There was the lesson in the parking lot of the basketball stadium at her university, in Christopher’s pick-up truck. They’d met her sophomore year when she’d seen him standing tall and somewhat awkwardly across a room. He would be graduating soon and heading out east to work for the government. He was honest and funny and careful with his words, too. She knew what happiness was sitting in the cab of that red truck. He didn’t once curse or yell or use the imaginary ‘passenger brake’ that people joked about.

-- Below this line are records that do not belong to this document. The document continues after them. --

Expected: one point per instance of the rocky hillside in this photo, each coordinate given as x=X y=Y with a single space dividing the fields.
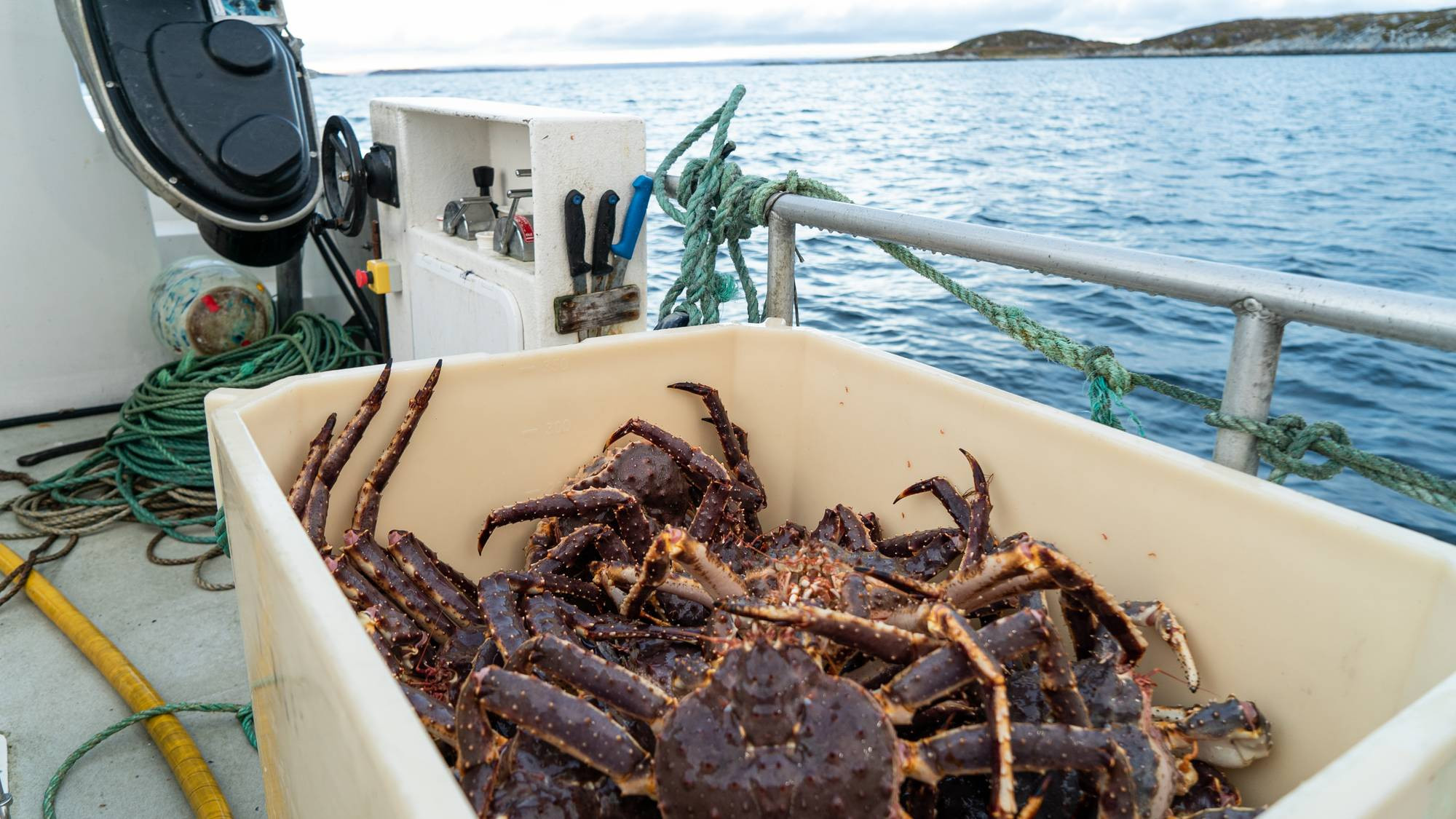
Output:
x=1342 y=34
x=1400 y=31
x=1023 y=43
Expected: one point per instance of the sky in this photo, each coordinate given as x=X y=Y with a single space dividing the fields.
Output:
x=362 y=36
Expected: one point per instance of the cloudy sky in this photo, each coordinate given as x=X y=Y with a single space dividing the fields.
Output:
x=357 y=36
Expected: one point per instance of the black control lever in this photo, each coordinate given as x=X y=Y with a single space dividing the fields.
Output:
x=486 y=180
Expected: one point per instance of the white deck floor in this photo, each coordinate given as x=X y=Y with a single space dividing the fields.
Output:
x=186 y=640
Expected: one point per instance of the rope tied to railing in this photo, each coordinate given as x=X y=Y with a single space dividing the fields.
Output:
x=723 y=206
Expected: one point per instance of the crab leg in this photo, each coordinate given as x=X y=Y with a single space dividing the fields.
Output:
x=949 y=669
x=1171 y=631
x=570 y=550
x=733 y=439
x=857 y=532
x=548 y=614
x=701 y=564
x=395 y=627
x=659 y=560
x=873 y=637
x=500 y=605
x=701 y=467
x=972 y=516
x=304 y=484
x=1058 y=681
x=535 y=583
x=670 y=633
x=615 y=685
x=454 y=574
x=633 y=522
x=407 y=551
x=366 y=510
x=650 y=577
x=615 y=576
x=438 y=716
x=915 y=542
x=375 y=563
x=478 y=746
x=1036 y=746
x=569 y=723
x=1027 y=557
x=950 y=625
x=317 y=512
x=1230 y=733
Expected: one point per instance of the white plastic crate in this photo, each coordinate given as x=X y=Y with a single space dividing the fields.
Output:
x=1339 y=625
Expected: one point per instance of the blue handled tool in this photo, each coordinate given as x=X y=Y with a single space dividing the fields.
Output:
x=631 y=228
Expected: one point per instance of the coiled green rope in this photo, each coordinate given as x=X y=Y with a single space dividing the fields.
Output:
x=155 y=467
x=245 y=720
x=721 y=206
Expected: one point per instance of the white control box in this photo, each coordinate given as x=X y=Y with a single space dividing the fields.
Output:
x=458 y=295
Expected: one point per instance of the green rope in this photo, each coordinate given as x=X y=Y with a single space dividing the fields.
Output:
x=155 y=465
x=242 y=710
x=721 y=206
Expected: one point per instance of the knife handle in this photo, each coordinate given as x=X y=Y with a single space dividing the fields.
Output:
x=602 y=235
x=637 y=213
x=576 y=235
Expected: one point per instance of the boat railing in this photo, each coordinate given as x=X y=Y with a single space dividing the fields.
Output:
x=1262 y=301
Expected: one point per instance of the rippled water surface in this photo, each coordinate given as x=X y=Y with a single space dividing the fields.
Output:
x=1332 y=167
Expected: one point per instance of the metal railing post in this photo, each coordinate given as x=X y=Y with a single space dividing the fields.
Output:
x=1250 y=385
x=780 y=302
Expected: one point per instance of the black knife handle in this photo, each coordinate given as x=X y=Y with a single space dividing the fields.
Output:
x=576 y=235
x=602 y=235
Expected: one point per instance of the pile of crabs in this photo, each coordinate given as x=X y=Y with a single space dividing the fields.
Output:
x=663 y=653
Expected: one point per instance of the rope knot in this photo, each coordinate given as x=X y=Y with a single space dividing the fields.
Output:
x=1292 y=438
x=1101 y=362
x=245 y=719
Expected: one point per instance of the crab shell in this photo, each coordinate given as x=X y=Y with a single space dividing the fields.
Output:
x=772 y=735
x=640 y=468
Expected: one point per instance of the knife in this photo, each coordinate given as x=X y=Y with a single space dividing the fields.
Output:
x=602 y=241
x=576 y=235
x=637 y=213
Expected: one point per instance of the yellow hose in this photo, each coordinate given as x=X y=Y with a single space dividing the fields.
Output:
x=167 y=730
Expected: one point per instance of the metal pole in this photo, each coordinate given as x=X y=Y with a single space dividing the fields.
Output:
x=1369 y=311
x=780 y=302
x=1250 y=385
x=290 y=288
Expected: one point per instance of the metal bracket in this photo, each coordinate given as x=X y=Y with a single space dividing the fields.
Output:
x=598 y=311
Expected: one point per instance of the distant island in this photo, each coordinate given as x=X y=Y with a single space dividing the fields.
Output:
x=1340 y=34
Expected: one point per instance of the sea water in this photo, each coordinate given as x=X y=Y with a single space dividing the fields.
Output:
x=1339 y=168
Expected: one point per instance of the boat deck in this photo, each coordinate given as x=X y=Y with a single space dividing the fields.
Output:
x=186 y=640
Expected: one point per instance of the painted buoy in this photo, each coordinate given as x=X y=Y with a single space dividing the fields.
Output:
x=209 y=306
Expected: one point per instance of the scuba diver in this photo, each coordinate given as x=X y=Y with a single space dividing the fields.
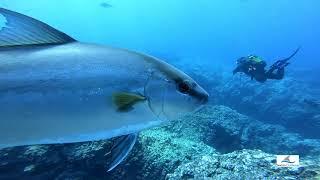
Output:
x=254 y=67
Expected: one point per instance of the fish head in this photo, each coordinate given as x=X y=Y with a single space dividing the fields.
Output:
x=173 y=94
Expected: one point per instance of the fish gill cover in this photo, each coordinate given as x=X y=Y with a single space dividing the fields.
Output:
x=238 y=134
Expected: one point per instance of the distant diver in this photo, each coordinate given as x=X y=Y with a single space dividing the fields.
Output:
x=105 y=5
x=254 y=67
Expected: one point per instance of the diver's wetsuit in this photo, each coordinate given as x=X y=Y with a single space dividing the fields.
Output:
x=257 y=70
x=254 y=67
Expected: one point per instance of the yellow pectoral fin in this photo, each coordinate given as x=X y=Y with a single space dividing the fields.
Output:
x=124 y=100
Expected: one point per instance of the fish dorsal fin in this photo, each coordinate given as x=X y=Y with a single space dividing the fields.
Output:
x=21 y=30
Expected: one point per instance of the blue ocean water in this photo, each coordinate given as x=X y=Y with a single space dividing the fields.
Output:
x=205 y=38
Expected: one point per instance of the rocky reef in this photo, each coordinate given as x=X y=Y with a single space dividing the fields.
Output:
x=292 y=102
x=216 y=142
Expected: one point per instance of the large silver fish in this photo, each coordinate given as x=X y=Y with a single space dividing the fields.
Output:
x=54 y=89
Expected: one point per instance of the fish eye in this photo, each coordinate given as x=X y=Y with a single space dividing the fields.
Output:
x=184 y=87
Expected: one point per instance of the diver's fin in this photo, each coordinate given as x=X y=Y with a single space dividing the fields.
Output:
x=125 y=100
x=22 y=30
x=121 y=148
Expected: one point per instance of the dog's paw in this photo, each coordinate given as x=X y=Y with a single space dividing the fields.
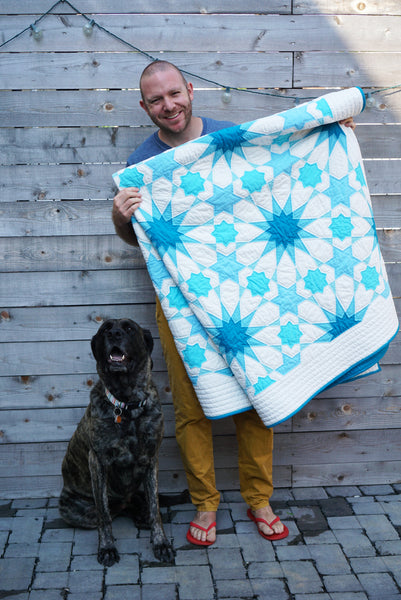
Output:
x=164 y=551
x=108 y=556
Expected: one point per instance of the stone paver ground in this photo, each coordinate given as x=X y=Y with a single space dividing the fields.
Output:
x=344 y=544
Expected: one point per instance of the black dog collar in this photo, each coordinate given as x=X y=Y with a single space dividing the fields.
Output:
x=120 y=406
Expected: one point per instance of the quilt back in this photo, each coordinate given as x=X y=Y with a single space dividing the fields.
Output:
x=261 y=245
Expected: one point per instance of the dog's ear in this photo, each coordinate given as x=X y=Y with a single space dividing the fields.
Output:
x=148 y=339
x=94 y=345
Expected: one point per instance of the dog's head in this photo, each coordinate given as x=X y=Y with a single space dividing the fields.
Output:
x=121 y=346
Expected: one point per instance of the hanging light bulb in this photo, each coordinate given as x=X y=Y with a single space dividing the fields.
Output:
x=88 y=28
x=36 y=33
x=226 y=97
x=370 y=101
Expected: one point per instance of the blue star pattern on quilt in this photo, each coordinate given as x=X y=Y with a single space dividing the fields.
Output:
x=261 y=245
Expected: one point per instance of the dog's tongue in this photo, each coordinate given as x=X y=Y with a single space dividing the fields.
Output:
x=116 y=356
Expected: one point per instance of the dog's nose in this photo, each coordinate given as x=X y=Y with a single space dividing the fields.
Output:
x=114 y=333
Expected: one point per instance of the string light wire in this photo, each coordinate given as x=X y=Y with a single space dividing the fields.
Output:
x=92 y=23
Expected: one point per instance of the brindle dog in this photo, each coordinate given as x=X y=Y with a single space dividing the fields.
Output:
x=114 y=450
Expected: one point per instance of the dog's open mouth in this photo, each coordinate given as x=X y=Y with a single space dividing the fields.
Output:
x=117 y=357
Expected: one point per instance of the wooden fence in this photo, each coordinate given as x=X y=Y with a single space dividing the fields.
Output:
x=70 y=117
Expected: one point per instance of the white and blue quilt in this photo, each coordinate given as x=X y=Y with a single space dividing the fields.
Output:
x=261 y=245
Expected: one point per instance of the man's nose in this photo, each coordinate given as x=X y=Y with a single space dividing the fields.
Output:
x=169 y=103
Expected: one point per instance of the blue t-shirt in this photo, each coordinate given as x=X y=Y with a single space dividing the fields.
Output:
x=153 y=144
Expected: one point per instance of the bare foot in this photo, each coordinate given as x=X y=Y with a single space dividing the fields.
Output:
x=204 y=519
x=268 y=515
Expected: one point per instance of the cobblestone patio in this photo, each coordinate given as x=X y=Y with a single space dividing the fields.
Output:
x=344 y=544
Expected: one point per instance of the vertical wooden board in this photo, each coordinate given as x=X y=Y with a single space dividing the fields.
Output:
x=367 y=473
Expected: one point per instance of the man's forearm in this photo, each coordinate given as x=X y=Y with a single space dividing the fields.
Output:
x=126 y=233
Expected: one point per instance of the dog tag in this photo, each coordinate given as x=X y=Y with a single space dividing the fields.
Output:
x=117 y=414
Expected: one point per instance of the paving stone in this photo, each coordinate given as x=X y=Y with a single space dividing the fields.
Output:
x=378 y=585
x=389 y=548
x=234 y=589
x=371 y=564
x=194 y=583
x=335 y=507
x=153 y=575
x=232 y=496
x=309 y=518
x=269 y=589
x=349 y=522
x=83 y=596
x=26 y=530
x=19 y=503
x=6 y=523
x=262 y=570
x=88 y=581
x=321 y=537
x=255 y=548
x=54 y=556
x=48 y=595
x=368 y=508
x=376 y=490
x=393 y=563
x=51 y=581
x=16 y=573
x=190 y=557
x=393 y=510
x=312 y=493
x=157 y=592
x=348 y=596
x=226 y=540
x=342 y=583
x=227 y=563
x=125 y=592
x=378 y=528
x=58 y=535
x=87 y=562
x=123 y=527
x=300 y=552
x=125 y=571
x=343 y=490
x=354 y=542
x=3 y=541
x=302 y=577
x=22 y=550
x=281 y=495
x=85 y=541
x=329 y=559
x=322 y=596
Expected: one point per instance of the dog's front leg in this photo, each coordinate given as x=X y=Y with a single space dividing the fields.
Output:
x=107 y=552
x=162 y=548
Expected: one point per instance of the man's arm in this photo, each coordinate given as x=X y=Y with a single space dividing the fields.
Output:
x=125 y=204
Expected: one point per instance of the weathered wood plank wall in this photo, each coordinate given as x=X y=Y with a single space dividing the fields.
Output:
x=69 y=119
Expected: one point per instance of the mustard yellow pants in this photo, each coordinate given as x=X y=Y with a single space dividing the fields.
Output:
x=194 y=438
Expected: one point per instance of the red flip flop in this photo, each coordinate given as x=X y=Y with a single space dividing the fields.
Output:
x=273 y=536
x=193 y=540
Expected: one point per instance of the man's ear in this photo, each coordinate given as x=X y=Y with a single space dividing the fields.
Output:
x=190 y=89
x=143 y=105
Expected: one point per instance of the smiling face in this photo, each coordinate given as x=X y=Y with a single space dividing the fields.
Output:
x=167 y=98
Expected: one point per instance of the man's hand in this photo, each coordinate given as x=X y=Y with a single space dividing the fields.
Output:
x=348 y=123
x=125 y=204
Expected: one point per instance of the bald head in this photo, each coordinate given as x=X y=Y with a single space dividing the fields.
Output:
x=158 y=66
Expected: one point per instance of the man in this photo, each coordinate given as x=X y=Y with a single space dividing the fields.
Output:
x=167 y=99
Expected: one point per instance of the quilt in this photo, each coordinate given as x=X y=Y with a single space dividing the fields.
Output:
x=261 y=246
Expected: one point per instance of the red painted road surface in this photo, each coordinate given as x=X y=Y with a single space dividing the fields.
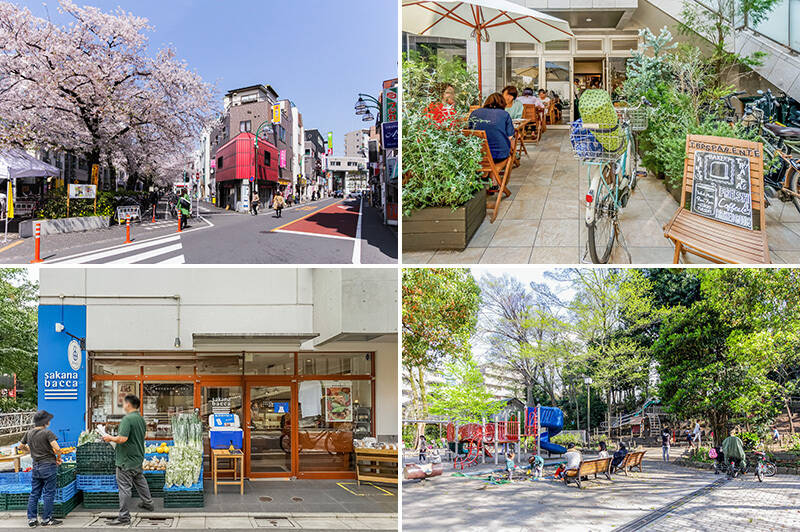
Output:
x=337 y=220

She never did master the manual transmission, and there would be no more driving lessons. However, in the coming years she would occasionally experience again the contradictory feelings of control and powerlessness that she felt in that empty parking lot. Every time she reached the top of a steep and curving exit ramp, she feared that her subconscious would tell her to keep the car straight, crash through the concrete and launch into space. Every time she crossed a bridge she was afraid she’d veer sharply left or right and plummet into the water. She would imagine the exhilaration, the terror, the impact, the darkness. Every time, however, she followed the guiding lines like her dad had taught her.